The opportunity cost of holding the assets, which has not been previously reported, underscores the challenges facing Chief Executive Christian Sewing as he attempts to turn around the bank and restore confidence among investors who have seen the value of their shares decline by 75% in the past four years.
Sewing said earlier this month that Deutsche, Germany’s largest lender, would set up a bad bank to house the assets, which include equity, credit and interest-rate derivatives. The bank said it wants to offload most of its derivatives by 2020. Executives managing the book can either sell positions or allow them to gradually wind down over time, depending on which is more profitable.

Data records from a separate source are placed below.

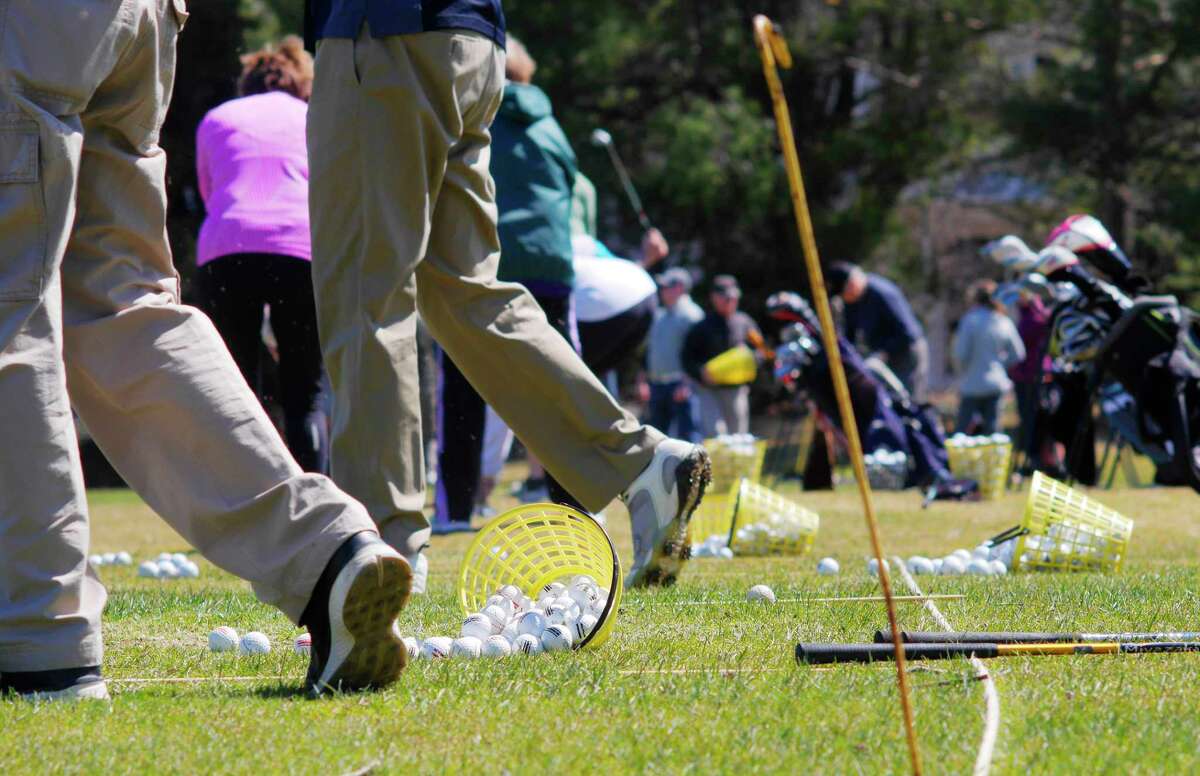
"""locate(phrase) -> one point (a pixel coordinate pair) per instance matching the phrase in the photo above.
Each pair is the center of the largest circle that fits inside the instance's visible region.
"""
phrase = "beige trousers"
(89, 301)
(403, 218)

The bank is planning an auction of its short-dated equity derivatives book, having already received “significant expressions of interest,” the sources familiar with the matter said. However, its long-dated interest rate and credit derivatives are expected to be much harder to offload, the sources said.
Deutsche Bank has held on-and-off talks with potential buyers of some of those assets over the past two years, three people said. The sales did not happen because the prices offered would have resulted in hundreds of millions of euros in losses for the bank, they said.

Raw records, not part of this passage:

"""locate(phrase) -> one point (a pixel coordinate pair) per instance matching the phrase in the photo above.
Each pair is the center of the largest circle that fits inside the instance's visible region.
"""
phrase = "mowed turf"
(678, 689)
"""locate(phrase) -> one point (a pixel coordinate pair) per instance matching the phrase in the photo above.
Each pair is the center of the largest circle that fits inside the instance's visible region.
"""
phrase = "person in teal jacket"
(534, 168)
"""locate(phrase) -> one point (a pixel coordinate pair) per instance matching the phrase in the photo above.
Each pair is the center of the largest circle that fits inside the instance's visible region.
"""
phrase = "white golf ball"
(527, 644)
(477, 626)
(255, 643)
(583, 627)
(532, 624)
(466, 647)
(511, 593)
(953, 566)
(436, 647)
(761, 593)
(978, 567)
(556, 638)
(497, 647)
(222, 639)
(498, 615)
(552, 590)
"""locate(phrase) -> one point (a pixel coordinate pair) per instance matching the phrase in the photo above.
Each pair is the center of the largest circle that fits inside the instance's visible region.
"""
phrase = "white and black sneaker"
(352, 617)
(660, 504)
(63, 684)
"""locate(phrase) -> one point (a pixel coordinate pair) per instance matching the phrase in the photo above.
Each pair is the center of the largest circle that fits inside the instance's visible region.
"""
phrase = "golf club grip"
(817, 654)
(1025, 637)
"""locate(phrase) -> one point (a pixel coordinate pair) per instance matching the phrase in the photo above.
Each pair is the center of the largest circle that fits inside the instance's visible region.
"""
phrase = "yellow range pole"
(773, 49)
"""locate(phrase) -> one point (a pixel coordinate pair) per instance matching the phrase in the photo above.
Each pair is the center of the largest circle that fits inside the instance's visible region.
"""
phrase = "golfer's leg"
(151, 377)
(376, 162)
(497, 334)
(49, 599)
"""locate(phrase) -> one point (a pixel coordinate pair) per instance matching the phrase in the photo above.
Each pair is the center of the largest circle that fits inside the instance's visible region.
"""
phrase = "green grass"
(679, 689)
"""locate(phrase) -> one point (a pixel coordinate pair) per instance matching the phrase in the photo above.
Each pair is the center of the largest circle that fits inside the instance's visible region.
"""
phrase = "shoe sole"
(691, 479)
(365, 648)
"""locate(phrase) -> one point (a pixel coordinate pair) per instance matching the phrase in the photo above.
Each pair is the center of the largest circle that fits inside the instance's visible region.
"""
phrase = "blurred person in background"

The bank’s decision to maintain the derivatives, rather than sell them at current market values, was strategic, Group Treasurer Dixit Joshi told Reuters Tuesday. He declined to comment on the 500 million euro figure.
“The metric we look at is how much capital are we freeing up from the capital release unit, net of any costs attached to that,” he said. “At the end of the process, the CRU (capital release unit) will release substantial capital that allows us to undertake the restructuring.”
The derivatives themselves are not creating losses, but global regulations introduced following the financial crisis have forced the bank to hold more capital against them, which means Deutsche Bank cannot use those dollars for more profitable investments, the people said.
The 500 million euro figure is measured by how much the capital requirement is dragging on Deutsche Bank’s return on tangible equity, the people said. It is a key measure of how much profit a bank generates from shareholder funds.
Derivatives profits are often booked in their entirety when trades are made. But the assets sit on a bank’s books for the duration, meaning the bank must hold capital against them and take gains or losses as markets affect values.